Freddy Borchert, der von Horst Buchholz gespielt wird, ist auf die schiefe Bahn geraten. Seinen Bruder Jan zieht er auch noch mit hinein. Im Stadtbad provozieren sie, verprügeln grundlos den Bademeister. Anders als Schultz die Halbstarken in ihrem Treiben beschreibt, sind hier nun allerdings die Ziele und Wünsche bestimmter: Sie wollen das große Geld, das gute Leben, den Straßenkreuzer. Nur arbeiten wollen sie nicht, jedenfalls nicht lohnarbeiten mit geregeltem Alltag. Eine Frau empört sich: »Unerhört so was, wie die Bengels heute auftreten! Is’ ja allerhand!«
Mit der Gesellschaft wollen die Halbstarken nichts zu tun haben. Sie machen sich ihre eigene Gesellschaft, die allerdings kaum anders funktioniert als die der herrschenden Ordnung.

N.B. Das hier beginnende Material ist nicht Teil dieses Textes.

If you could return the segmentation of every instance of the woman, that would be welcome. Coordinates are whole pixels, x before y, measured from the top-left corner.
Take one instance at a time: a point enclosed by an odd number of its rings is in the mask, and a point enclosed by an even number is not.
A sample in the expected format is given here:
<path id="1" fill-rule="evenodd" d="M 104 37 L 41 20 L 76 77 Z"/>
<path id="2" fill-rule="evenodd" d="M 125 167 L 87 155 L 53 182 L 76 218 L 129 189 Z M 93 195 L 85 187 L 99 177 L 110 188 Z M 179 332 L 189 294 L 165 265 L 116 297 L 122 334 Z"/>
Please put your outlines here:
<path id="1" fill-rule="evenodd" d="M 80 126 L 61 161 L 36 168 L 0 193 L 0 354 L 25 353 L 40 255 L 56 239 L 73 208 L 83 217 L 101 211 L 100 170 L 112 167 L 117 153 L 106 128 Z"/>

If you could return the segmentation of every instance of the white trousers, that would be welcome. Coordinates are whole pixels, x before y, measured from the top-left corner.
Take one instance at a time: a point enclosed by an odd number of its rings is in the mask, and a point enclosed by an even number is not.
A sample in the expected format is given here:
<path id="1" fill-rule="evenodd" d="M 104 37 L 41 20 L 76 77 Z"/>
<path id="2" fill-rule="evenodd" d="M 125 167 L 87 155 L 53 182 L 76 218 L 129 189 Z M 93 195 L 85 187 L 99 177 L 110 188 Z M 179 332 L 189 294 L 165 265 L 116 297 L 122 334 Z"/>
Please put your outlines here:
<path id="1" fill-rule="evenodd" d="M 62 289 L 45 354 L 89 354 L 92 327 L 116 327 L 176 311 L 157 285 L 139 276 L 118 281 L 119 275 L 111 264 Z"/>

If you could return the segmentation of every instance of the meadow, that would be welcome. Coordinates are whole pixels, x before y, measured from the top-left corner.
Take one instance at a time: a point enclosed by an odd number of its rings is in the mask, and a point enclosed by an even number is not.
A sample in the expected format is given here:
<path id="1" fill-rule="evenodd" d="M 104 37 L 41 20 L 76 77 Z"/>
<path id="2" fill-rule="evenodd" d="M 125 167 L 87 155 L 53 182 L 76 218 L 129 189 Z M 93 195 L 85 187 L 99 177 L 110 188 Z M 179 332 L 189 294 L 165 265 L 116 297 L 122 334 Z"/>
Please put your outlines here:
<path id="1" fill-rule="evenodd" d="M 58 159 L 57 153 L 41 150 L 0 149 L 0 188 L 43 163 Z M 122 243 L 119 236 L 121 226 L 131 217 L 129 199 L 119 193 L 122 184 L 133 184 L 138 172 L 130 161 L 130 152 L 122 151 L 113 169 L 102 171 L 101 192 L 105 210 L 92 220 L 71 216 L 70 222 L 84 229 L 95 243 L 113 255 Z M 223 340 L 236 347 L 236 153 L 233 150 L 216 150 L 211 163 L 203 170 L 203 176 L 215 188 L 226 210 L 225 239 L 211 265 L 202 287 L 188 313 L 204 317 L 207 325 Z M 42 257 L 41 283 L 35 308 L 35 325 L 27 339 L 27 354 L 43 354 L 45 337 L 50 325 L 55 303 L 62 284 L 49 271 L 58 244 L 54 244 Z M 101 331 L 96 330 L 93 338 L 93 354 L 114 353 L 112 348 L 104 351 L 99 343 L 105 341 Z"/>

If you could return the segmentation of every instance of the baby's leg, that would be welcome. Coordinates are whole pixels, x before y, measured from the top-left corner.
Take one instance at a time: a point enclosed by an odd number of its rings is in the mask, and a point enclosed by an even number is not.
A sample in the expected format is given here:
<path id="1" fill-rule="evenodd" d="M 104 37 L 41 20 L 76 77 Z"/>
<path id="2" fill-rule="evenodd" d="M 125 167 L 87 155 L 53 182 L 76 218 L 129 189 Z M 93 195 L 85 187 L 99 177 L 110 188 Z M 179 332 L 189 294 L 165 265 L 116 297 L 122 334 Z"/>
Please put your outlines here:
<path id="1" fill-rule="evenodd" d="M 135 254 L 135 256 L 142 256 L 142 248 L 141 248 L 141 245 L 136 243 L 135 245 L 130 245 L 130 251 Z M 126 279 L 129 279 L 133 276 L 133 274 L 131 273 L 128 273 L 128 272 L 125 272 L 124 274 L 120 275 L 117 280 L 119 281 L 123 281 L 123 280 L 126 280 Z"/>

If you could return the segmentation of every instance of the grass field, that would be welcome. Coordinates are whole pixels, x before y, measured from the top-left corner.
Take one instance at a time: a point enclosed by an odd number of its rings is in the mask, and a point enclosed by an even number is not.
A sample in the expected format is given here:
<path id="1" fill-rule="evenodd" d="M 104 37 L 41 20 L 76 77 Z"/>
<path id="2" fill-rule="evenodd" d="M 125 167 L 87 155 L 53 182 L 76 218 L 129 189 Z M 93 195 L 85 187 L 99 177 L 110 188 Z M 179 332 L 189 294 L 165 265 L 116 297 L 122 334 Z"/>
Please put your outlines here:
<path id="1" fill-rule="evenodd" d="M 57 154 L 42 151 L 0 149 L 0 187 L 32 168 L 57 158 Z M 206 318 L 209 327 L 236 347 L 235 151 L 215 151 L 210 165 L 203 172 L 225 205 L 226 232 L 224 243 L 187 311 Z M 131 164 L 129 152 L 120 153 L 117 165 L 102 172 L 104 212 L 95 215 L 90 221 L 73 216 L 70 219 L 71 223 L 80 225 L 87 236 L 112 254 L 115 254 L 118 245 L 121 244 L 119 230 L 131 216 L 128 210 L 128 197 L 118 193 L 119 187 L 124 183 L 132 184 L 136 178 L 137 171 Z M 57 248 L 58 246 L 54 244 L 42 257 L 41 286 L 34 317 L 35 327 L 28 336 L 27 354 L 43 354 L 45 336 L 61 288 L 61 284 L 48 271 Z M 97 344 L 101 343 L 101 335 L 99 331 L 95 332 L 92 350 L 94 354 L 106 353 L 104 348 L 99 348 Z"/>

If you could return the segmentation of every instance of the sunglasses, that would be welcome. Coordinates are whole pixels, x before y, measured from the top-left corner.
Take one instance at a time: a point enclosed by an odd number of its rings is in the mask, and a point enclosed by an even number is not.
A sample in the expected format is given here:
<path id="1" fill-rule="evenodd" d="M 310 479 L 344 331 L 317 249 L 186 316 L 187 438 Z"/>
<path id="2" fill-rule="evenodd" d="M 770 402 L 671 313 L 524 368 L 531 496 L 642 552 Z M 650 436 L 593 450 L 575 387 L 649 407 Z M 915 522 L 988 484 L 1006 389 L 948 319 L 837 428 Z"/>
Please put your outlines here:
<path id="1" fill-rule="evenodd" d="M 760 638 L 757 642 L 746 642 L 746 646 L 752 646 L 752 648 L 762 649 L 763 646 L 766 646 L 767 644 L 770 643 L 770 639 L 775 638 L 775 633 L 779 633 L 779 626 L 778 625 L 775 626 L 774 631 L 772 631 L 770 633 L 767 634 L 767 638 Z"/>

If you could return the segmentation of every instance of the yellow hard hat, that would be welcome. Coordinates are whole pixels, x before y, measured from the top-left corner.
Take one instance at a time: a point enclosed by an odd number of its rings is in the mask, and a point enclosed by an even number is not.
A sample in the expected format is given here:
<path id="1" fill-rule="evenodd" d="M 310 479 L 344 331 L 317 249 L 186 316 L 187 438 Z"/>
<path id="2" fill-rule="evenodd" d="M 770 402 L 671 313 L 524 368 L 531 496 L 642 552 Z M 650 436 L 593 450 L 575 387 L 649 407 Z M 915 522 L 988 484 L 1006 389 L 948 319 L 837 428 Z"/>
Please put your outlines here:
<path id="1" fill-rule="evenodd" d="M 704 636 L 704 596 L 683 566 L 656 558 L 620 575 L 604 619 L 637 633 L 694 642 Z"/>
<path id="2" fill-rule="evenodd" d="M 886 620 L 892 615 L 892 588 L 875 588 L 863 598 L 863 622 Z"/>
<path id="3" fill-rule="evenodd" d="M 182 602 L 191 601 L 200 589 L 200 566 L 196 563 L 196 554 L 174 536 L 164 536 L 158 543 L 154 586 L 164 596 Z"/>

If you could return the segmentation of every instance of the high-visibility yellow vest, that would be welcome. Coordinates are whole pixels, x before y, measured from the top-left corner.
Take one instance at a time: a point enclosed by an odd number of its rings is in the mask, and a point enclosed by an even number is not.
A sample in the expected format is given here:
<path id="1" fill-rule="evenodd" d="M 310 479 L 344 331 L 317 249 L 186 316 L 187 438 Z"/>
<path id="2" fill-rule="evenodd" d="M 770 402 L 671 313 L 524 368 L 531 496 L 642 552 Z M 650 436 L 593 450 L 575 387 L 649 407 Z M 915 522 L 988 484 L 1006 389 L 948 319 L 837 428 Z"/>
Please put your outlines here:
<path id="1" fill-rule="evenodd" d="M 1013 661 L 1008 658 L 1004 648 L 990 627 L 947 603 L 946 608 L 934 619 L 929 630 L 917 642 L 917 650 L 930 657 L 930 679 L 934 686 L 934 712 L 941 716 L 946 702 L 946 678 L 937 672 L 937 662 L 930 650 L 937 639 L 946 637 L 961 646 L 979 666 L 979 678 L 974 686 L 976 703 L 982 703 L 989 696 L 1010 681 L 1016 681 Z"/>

Als einer von Freddys Kumpanen sich nicht fügen will, poliert er ihm kurzerhand die Fresse. Zu seinem Bruder Jan sagt er: »Das ist Pädagogik: Wenn Du ihm nicht auf den Kopf trittst, tritt er dir irgendwann auf den Kopf!«
Clemens Schultz hat den Halbstarken noch im Singular beschrieben. In den fünfziger Jahren gibt es die Halbstarken nur als Kollektiv, obwohl sie je für sich den Individualismus antizipieren, der erst in den siebziger und achtziger Jahren zum allgemeinen Sozialcharakter werden soll.